Technical Abstract: Quantification of global warming potential (GWP) for grassland ecosystems is critically important given their vast geographical extent and inherent capacity to affect the global carbon cycle. Contributions of grassland ecosystems to net GWP, however, are largely unknown. In this study, we sought to quantify GWP for two long-term grazing management systems located within a mixed grass biome in south central North Dakota. Grazing management systems included moderately grazed pasture (MGP; 2.6 ha/steer) and heavily grazed pasture (HGP; 0.9 ha/steer), both of which were established on native vegetation in 1916. Factors evaluated for their contribution to GWP included, 1) change in soil organic carbon (SOC) by utilizing archived soil samples, 2) flux of methane and nitrous oxide over the three year period using static chamber methodology, and 3) literature-derived estimates of methane production for enteric fermentation.
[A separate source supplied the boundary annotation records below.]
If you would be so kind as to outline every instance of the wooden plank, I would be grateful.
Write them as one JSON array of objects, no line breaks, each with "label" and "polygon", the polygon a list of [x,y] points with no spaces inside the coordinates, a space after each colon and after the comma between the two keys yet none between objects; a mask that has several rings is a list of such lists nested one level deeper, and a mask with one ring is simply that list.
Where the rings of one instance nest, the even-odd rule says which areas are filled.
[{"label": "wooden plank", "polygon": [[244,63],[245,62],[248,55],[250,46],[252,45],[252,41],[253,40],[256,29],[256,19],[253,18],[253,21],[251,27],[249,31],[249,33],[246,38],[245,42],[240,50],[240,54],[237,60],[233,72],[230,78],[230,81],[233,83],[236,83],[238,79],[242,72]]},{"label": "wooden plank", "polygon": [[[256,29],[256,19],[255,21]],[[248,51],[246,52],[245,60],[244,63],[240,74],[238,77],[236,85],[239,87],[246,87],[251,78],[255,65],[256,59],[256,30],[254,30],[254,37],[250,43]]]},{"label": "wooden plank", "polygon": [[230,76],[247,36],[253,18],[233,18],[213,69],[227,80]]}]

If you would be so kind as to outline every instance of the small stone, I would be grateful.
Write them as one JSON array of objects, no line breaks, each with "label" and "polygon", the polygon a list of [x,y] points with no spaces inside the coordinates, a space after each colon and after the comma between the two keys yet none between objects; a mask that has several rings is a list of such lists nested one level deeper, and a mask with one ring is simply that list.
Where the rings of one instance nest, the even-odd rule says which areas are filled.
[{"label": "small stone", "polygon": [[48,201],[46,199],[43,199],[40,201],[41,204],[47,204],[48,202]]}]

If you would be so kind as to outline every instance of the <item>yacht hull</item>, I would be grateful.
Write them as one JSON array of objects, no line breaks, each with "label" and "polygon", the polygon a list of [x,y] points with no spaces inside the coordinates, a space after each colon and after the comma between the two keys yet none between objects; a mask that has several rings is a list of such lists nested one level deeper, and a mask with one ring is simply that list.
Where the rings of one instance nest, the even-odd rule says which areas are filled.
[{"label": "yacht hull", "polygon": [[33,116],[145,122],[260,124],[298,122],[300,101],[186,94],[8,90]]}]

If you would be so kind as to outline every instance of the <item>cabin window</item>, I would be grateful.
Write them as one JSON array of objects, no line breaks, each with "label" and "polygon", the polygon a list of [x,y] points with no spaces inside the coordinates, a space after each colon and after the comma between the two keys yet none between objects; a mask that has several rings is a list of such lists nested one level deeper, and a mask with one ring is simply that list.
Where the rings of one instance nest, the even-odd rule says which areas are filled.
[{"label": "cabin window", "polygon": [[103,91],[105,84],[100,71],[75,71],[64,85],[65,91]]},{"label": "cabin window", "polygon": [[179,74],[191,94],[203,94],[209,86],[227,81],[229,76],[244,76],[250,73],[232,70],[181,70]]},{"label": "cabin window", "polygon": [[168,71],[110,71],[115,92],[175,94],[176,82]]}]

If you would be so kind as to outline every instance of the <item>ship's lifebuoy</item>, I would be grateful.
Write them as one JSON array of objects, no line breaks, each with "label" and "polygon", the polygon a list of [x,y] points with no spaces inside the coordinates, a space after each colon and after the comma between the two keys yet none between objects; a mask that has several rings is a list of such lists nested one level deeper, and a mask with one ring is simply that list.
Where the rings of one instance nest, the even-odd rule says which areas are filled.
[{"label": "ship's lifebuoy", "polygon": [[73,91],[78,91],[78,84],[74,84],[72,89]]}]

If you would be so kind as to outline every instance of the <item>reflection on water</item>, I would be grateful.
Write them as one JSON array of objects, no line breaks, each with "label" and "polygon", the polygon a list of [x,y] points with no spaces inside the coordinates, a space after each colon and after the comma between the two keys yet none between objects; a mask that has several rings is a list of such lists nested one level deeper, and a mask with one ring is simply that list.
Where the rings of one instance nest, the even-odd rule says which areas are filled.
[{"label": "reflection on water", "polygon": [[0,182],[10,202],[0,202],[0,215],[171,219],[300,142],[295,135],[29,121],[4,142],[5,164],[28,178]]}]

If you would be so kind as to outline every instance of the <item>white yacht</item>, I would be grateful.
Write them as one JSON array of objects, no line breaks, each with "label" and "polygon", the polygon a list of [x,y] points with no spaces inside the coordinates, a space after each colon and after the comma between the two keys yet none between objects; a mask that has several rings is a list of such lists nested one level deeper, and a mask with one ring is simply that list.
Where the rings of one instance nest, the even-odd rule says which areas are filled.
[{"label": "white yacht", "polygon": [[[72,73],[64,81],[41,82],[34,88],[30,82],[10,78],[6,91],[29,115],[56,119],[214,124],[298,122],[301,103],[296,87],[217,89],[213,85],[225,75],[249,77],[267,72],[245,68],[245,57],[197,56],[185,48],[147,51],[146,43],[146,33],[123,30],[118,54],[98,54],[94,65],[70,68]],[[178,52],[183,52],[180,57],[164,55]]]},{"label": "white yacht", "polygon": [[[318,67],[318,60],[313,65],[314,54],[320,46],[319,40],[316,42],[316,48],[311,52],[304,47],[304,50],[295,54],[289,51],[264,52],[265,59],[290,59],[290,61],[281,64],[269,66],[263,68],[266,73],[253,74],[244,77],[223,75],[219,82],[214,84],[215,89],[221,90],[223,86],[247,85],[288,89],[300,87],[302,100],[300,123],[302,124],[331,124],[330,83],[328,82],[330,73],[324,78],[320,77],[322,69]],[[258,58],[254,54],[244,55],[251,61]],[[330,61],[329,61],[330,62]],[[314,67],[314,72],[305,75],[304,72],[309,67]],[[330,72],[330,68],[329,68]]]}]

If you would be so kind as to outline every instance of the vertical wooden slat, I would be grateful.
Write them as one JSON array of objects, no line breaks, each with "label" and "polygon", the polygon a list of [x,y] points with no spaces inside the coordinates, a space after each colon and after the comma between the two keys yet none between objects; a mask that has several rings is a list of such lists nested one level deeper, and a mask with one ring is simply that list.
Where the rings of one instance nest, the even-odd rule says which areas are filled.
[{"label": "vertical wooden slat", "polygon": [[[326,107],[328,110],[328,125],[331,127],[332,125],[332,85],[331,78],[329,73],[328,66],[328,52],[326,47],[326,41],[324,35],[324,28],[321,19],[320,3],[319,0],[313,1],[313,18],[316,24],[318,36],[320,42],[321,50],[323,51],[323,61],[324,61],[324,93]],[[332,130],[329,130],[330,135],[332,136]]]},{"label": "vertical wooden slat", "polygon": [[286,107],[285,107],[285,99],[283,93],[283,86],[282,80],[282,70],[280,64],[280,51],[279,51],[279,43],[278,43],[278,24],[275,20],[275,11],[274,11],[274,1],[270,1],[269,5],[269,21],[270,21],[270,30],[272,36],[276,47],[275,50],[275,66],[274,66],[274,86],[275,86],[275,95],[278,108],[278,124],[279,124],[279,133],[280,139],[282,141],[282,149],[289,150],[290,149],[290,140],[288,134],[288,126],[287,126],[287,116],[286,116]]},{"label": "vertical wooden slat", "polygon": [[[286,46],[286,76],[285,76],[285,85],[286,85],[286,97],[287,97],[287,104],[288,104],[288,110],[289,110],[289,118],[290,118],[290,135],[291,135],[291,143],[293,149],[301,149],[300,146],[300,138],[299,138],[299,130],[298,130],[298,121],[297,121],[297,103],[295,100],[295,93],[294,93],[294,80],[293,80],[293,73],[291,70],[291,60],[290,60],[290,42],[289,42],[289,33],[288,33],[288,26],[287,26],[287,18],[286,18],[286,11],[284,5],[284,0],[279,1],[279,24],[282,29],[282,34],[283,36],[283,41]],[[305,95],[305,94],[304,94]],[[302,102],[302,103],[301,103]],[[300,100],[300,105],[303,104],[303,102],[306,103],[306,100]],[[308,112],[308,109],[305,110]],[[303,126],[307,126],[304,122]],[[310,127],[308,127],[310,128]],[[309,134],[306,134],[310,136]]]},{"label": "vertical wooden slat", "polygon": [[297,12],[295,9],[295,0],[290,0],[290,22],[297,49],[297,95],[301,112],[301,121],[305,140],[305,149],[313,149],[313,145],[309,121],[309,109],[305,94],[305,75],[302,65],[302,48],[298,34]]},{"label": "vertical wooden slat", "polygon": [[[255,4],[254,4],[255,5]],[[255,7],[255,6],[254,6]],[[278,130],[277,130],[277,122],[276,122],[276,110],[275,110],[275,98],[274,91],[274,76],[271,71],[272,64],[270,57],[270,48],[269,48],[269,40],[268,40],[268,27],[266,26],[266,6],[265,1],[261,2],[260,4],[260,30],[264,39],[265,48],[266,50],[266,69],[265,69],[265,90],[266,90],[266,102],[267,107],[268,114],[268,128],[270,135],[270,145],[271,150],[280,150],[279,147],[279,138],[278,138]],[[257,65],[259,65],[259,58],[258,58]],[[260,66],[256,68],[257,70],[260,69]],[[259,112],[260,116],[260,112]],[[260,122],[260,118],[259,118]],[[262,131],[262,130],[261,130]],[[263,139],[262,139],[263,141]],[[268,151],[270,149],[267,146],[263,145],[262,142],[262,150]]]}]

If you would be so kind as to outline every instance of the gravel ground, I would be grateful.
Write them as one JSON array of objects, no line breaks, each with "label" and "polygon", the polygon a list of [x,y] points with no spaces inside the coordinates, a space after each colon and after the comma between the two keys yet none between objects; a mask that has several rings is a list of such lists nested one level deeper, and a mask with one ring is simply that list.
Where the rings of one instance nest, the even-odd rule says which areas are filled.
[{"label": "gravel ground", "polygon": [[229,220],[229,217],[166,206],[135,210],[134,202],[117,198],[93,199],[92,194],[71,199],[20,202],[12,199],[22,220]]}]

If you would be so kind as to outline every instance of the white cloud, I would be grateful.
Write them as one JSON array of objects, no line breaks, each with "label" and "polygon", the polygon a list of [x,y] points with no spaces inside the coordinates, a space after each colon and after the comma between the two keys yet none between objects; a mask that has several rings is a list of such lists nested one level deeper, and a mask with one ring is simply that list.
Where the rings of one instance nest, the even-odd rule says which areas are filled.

Analysis of SOC over a 44 yr period indicated both pastures to be significant soil C sinks, with a mean sequestration rate of 0.40 kg C/ha/yr. Cumulative fluxes of methane and nitrous oxide over the measurement period were minor, and not different between pastures. Due to differences in stocking rate, methane production from enteric fermentation was nearly three-fold greater in HGP than MGP. Summation of factors contributing to net GWP indicated both pastures to be net sinks of greenhouse gases to the soil, underscoring the value of grazed, mixed grass prairie to reduce atmospheric radiative forcing.